I have said it before and I will say it again I have a weird obsession with dysfunction and abnormalities. I enjoy being in cemeteries and thinking about those who have passed on, I enjoy sad stories with sad endings (don’t worry, I enjoy happy endings too), and I love learning about criminals. I can’t tell you why, it is just that way. Growing up I always wanted to going into crime fighting and solveĀ murders. I don’t know why you need schooling for that! I think I am qualified after watching every Law and Order SVU episode made, Emergency 911, Bones, Pysch, and Lie to Me (almost done) etc. As of late, Mr. Bird has begun his studying and will be studying for the next four years as he enters Podiatry school, for me that means a lot of empty time… I am one of those annoying people who gets bored watching someone study and asks them what they are doing every 5 minutes, ask them to look at something, or tell them a story. He hasn’t said anything, but I know it drives Mr. Bird nuts! So last night I decided to do something productive (okay at least I considered it to be), I watched a documentary called “Serving Life” on Netflix. The story follows four different inmates who have been charged with felonies and are serving life sentences. The crimes ranged from murder, drugs, sex crimes, cruelty to minors, and armed robbery. The warden (a mini hero of mine) decided to start a program within the prison to teach the inmates compassion, something that many of them had never learned. Inmates could apply to be volunteers in a Hospice
program that assisted prisoners on their death beds. As I watched the show and learned more about the inmates, many of the crimes occurred because they were in the wrong place at the wrong time.
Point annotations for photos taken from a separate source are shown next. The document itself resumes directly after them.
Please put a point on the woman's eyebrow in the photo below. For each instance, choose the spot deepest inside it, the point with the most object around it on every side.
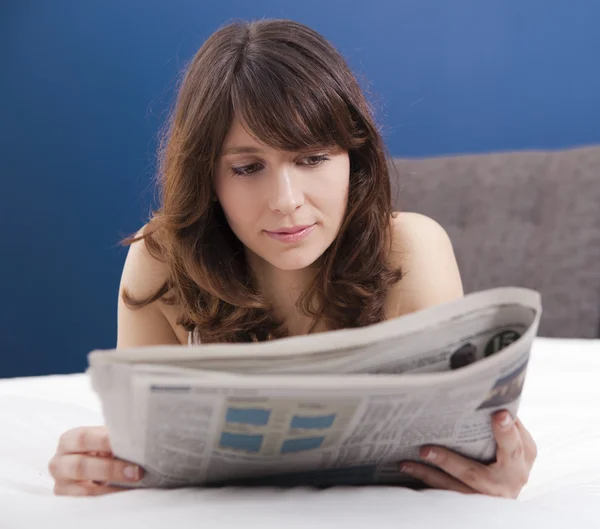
(242, 149)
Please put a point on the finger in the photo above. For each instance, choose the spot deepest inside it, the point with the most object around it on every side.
(84, 439)
(510, 446)
(435, 478)
(79, 467)
(529, 444)
(473, 474)
(83, 488)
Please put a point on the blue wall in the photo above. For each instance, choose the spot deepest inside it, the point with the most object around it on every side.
(84, 86)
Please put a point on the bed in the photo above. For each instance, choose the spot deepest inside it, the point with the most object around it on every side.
(560, 407)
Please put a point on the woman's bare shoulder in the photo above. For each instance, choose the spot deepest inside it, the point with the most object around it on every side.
(423, 250)
(143, 275)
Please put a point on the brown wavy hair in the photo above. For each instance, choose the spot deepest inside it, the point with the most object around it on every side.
(291, 89)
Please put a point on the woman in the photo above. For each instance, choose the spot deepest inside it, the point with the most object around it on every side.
(275, 220)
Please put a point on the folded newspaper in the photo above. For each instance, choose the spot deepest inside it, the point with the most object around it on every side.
(339, 407)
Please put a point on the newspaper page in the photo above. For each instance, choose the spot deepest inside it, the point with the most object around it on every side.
(337, 415)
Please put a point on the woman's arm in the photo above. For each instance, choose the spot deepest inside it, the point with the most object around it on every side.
(422, 248)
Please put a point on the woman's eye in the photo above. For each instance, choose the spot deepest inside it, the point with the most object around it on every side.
(315, 160)
(246, 170)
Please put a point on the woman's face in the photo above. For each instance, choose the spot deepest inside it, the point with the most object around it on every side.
(285, 207)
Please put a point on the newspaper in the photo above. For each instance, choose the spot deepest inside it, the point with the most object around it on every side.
(339, 407)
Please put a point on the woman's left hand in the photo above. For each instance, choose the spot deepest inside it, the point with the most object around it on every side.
(506, 477)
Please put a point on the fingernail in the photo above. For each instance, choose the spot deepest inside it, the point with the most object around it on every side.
(132, 473)
(429, 454)
(506, 420)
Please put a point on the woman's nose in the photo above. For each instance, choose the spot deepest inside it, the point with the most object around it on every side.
(286, 195)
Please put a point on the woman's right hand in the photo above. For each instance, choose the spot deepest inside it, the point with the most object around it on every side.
(84, 464)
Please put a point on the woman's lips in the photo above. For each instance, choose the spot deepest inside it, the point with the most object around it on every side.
(296, 235)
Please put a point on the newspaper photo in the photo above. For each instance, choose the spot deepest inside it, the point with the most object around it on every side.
(334, 408)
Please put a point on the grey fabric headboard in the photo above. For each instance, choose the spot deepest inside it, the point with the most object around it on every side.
(527, 219)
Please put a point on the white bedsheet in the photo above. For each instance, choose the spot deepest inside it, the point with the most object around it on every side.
(560, 406)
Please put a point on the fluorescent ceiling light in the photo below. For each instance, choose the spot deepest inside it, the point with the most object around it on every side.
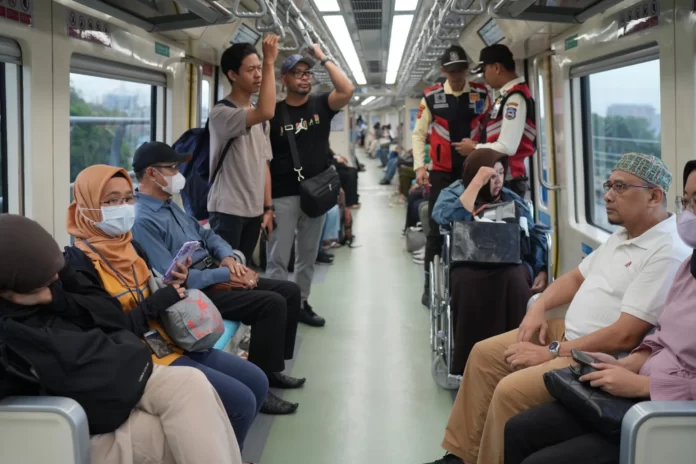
(401, 27)
(337, 25)
(328, 5)
(401, 5)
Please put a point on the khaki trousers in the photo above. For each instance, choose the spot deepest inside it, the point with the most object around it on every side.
(491, 393)
(179, 420)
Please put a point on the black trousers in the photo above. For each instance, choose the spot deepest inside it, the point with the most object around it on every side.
(439, 180)
(349, 183)
(240, 232)
(272, 310)
(550, 434)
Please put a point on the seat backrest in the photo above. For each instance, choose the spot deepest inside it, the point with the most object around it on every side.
(38, 429)
(659, 431)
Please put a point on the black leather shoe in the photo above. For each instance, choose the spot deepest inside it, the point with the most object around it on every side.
(309, 317)
(324, 258)
(448, 459)
(277, 406)
(280, 380)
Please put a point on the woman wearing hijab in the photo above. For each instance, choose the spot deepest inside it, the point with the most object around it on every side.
(662, 368)
(179, 418)
(100, 219)
(492, 299)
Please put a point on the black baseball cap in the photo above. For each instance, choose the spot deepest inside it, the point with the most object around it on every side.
(497, 53)
(454, 59)
(151, 153)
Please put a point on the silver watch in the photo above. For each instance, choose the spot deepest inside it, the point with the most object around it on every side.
(555, 349)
They had made that one decision to hang out with someone they shouldn’t. The inmates had forgotten the bigger picture. One of them had been tossed around homes in and out of foster care, he had never had anything stable in his life. He had been arrested multiple times, and was finally locked up for good. I can’t say what he was doing was good, wholesome, or even right! However, knowing that he wasn’t raised in a home with love and consistency he ended up doing the “usual,” what he was constantly surrounded by, made me sympathetic. It was his only view of survival, but it wasn’t right. Watching him take care of a dying patient was so touching, just because it proves people can change. Someone who was so messed up, spent his life in prison, sat next to a dying man and showed him true love and kindness. As I finished the documentary Mr. Bird walked in and I told him I just wanted to go befriend the prisoners who had changed their lives and showed true repentance. He started to laugh at my love for dysfunctional people and posed the question “what if it had been me they murdered?” It was true, I would have a hard time trying to forgive that person for killing my husband and best friend. It would rip my heart in two, but one of the things we have been sent to earth to do is to forgive all. It would be hard, but I would know I would have to do it.
Enough of my prison rants… Don’t worry I haven’t started writing inmates for The People I Find (yet)… If you have the time, I recommend it! It is a little bit different, so don’t watch it with your kids, but it will shed a different perspective!